Foi a primeira vez que ouvi falar de um hematoma, mas aprendi que é uma causa bastante comum de hemorragia em gravidezes precoces. Então aqui estava eu novamente – minha sexta gravidez e, somando ao meu já alto risco, um hematoma, que representava um risco extra de aborto espontâneo. Não havia nada que eles pudessem fazer sobre o hematoma, mas com base na pesquisa que fiz, insisti que para esta gravidez eu queria ser tratada com, entre outras coisas, injeções diárias de heparina, cortisona de baixa dose e levothyroxina para os meus níveis tireoidianos. Eu tinha lido em várias publicações médicas que este regime era uma terapia potencialmente eficaz e de baixo risco e, embora a minha médica não estivesse ciente deste tratamento, ela apoiou-o quando eu partilhei a minha pesquisa com ela. Disseram-me para não voar e manter o movimento a um mínimo até que o hematoma (esperançosamente) recuasse.
O jogo de espera das primeiras seis a 12 semanas da minha gravidez foi uma tortura, um equilíbrio constante entre esperança e desespero. Eu continuei a trabalhar como de costume a partir da Suécia, pois isso aliviava a minha ansiedade. Eu continuava sangrando, e mesmo sabendo que provavelmente era por causa do hematoma, meu coração parava toda vez que eu ia ao banheiro. Durante a décima primeira semana, um jato de sangue penetrou de repente em tudo o que eu estava vestindo. Correndo para o banheiro, senti um grande coágulo passar.

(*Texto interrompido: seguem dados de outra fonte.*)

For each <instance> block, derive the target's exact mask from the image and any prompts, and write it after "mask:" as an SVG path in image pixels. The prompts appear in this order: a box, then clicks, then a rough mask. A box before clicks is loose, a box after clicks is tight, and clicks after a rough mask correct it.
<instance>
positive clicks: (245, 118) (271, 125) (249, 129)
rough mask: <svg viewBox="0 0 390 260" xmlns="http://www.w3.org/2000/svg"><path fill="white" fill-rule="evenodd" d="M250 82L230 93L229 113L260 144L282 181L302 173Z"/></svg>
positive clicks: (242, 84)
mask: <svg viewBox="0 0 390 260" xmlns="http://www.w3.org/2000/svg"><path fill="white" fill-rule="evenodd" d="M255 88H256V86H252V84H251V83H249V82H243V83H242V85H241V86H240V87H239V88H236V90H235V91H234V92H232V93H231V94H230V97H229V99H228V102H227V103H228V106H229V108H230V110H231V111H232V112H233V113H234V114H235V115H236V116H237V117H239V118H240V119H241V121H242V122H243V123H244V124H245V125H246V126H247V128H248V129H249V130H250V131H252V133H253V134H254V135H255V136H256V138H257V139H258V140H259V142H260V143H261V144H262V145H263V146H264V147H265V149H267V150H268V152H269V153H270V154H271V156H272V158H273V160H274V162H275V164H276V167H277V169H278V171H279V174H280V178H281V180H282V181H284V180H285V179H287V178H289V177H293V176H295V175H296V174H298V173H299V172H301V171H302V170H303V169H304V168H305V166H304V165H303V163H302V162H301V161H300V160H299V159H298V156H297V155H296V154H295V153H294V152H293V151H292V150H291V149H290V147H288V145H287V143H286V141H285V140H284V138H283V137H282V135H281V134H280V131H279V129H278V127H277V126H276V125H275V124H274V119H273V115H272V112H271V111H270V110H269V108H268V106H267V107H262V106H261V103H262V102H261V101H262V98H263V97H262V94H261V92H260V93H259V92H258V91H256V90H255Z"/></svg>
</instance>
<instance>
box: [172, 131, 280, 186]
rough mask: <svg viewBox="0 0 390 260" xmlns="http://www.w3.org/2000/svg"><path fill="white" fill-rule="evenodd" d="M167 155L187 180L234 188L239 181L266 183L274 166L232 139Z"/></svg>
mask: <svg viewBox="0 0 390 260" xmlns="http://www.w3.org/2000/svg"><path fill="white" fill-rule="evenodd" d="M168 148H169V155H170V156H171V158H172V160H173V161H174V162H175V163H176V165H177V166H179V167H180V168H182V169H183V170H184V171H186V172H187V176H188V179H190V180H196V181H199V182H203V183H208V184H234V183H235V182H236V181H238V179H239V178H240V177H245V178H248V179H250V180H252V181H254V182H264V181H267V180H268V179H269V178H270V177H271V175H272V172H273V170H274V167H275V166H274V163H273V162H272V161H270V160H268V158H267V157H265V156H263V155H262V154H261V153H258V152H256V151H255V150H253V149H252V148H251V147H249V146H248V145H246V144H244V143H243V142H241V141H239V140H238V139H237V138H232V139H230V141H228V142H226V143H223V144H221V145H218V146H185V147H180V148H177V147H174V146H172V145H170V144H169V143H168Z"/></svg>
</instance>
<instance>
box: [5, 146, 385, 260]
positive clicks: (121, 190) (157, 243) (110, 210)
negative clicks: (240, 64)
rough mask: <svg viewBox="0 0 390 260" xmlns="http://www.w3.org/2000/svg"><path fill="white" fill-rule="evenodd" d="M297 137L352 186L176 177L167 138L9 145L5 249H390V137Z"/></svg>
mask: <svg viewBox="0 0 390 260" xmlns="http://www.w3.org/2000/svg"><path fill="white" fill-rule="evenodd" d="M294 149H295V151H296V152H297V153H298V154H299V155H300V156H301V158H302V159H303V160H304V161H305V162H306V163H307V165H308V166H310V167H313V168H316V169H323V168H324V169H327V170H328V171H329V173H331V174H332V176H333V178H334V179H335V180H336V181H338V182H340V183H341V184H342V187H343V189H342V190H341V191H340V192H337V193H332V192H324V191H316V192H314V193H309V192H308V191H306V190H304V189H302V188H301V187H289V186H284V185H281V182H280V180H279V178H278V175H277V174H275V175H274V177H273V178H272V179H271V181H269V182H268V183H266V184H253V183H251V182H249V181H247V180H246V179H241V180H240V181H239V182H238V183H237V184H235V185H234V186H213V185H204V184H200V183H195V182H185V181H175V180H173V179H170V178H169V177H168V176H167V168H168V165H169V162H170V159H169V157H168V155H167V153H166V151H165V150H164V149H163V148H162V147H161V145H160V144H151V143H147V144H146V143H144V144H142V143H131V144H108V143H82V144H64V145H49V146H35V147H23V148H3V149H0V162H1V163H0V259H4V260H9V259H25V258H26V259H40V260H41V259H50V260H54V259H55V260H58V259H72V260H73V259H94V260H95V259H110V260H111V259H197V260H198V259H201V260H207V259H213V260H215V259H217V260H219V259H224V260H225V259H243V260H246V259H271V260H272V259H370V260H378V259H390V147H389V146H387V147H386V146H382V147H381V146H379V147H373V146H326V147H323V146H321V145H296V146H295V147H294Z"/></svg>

Paralisado de medo, liguei para as urgências apenas para que a enfermeira me dissesse, de fato, que eu tinha abortado e que não havia nada que eu pudesse fazer. Eu teria apenas esperado até que tudo passasse. Ela imediatamente desencadeou sentimentos de raiva e autodefesa – como ousa dizer isso, como poderia saber com certeza? Como ela poderia ser tão insensível diante de algo tão trágico?
Persistente como sempre, eu insisti em ir ao hospital, trazendo o coágulo do tamanho do punho comigo. A ginecologista que se encontrou comigo foi a melhor que já tive (e conheci algumas), e através das minhas lágrimas ela me acalmou, dizendo-me que é normal passar coágulos grandes com um hematoma. Ainda sangrando muito, fizemos a ultrassonografia e lá estava um bebezinho em miniatura remando, aparentemente alheio ao que tinha acabado de acontecer.
Não pude acreditar. Eu estava grávida de onze semanas e o bebê estava vivo e chutando, mesmo depois de uma grande hemorragia.
Quando a décima segunda semana se aproximava, algo dentro me disse que desta vez seria diferente. Desta vez, o exame seria positivo. De fato, depois do exame Per e eu saímos da clínica Mama Mia em Estocolmo com fotos de uma criaturinha viva de doze semanas e cinco dias, rindo e chorando.
Após algumas semanas, a hemorragia parou. De um dia para o outro o hematoma desapareceu, como se nunca tivesse existido.
No dia 21 de março, às 14h35 aquela criaturinha no monitor, com uma pequena, mas vigorosa e determinada piscadela de coração, saiu. Adam Nils Rickard nasceu através de uma cesariana planejada, 3,4 quilos de puro amor. As palavras não podem descrever como somos felizes. Eu estou sobrecarregado com emoções e não consigo olhar para o nosso filhinho sem lágrimas correndo pelas minhas bochechas. O pequeno lutador que ele é.